Some have cried out about how horrible 2016 is as a year. And I hesitate to paint the entire year with that brush -- there remains too much time to just give up, but hey it's hard. I could, of course, focus on all that negativity and pain, or I can look to ways to change and move forward, of ways to create and bring about positive change.
I don't always succeed -- some days it feels more like two steps backward for every forward step -- but I like to think that the future can be a whole lot brighter if we only put some effort in. And watching people I know and respect work for causes they feel passionate about makes me so much more likely to want to follow that model of behaviour and step forward on the right footing to do good things.
Some days, it's all I can do to be an adult and get chores done or do other important tasks. Other days I feel like a productivity monster.

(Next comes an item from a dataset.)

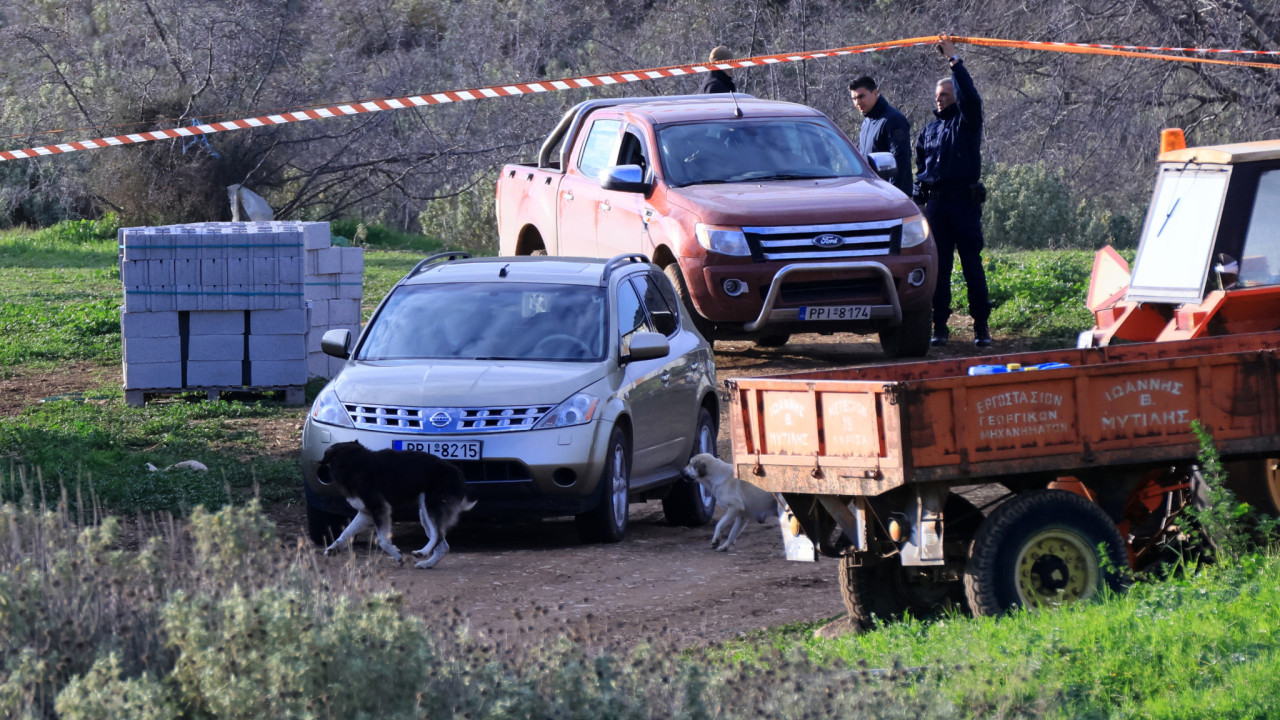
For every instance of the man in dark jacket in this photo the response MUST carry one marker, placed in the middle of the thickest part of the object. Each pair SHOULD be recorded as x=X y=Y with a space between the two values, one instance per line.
x=885 y=130
x=718 y=81
x=947 y=168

Sometimes time flies by and at other moments each moment is dragged out to feel like a hundred thousand years.
Sometimes it feels like 2016 is a step back in time, and at others I marvel at all the progress we've made and continue to make. Looking at my day I can be proud of all that we might be doing, accomplishing or otherwise.
No, it's a heck lot more than just an attitude -- and attitudes are hard to alter... but I definitely like to think that 2016 is more than a dumpster fire. I like to hope that 2017 will improve things for so many people. In the interim, let us hope, and fight and work to ensure that we move forward as best as we are able.